Tanks were dispersed and security check-points set up at the entrance to each suburb, searching anyone passing through, a residential doctor in Homs said; health centers and a school were transformed into command centers for security forces, he said.
- 10 May: A central Homs resident told the BBC that there were no longer any armed security personnel on the streets, but at night again 100 people were arrested in Homs, activists said.

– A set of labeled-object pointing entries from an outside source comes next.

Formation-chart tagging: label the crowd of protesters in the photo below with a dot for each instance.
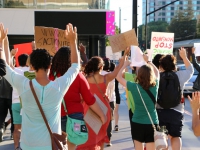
(68, 88)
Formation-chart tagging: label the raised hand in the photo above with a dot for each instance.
(13, 52)
(81, 48)
(145, 57)
(3, 32)
(195, 101)
(127, 51)
(193, 50)
(71, 33)
(182, 53)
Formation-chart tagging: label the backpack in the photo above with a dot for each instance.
(169, 92)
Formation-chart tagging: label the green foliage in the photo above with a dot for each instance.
(14, 4)
(157, 26)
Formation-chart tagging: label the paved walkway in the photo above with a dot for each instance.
(121, 140)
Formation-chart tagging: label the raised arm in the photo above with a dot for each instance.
(182, 53)
(120, 78)
(155, 69)
(66, 80)
(89, 98)
(194, 61)
(3, 35)
(195, 105)
(11, 76)
(83, 54)
(113, 75)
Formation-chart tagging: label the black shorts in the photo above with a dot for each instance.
(143, 133)
(173, 120)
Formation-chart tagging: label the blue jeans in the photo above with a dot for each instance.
(78, 116)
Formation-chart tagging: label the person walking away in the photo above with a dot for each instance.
(147, 79)
(72, 102)
(170, 108)
(49, 93)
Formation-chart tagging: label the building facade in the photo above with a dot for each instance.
(19, 17)
(167, 13)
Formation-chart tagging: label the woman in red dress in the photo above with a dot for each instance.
(98, 84)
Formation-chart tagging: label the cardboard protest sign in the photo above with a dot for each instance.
(162, 43)
(197, 49)
(25, 48)
(136, 57)
(50, 39)
(111, 55)
(122, 41)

- 11 May: At dawn hundreds of troops entered Bab Amr and began shelling. There were heavy machine gunfire and explosions from tank shelling in Bab Amr and nearby villages, activists and a rights campaigner said.
Activists reported nine people killed in Bab Amr and nearby villages and dozens wounded. Between 4 and 11 May, 500 people were arrested in Homs, according to activists. State news agency SANA reported troops having “arrested dozens of wanted men and seized large quantities of weapons and ammonition” in Bab Amr.
- 12 May: Naji (or Najati) Tayara, a veteran human rights campaigner, was arrested in Homs.
- Friday 13 May: During protests, three demonstrators were shot dead by security forces, activists said.
- Friday 20 May: 2,000 anti-government demonstrators gathered in Homs; police cars drove into the crowd to disperse them, hitting several protesters; one of those cars crashed into a wall, police officers jumped out and opened fire, killing six people, witnesses said. In the al-Wa'r neighbourhood, security forces stormed a hospital, killing three residents, a witness said; elsewhere three more people were killed, and some locals shot at the police with handguns, witnesses said.
- 21 May: Security forces fired directly on funeral marches, killing some, activists said.
- 22 May: Prisoners in a Homs' jail smuggled out a distress call about the terrible circumstances under which allegedly hundreds were being held.
- Friday 27 May: Security forces shot dead 3 protesters, campaigners said.
- 29 May: A bus carrying students was shot at by troops or security forces, killing the driver's assistant, activists and residents said.
- 30 May: In Bab Amr at dawn two dead bodies were found, an activist said. Perhaps seven protestors and one member of security forces were killed in clashes.

== Aftermath ==

This May 2011 operation did not quell protests in Homs, nor subdue the city: October–November 2011, rebels in Homs’ Baba Amr neighbourhood ambushed government's security forces.
More uprising and warlike events occurred until May 2014 in Homs, after July 2012 all unmistakably events of the Syrian Civil War that by then undisputedly was taking place in Syria.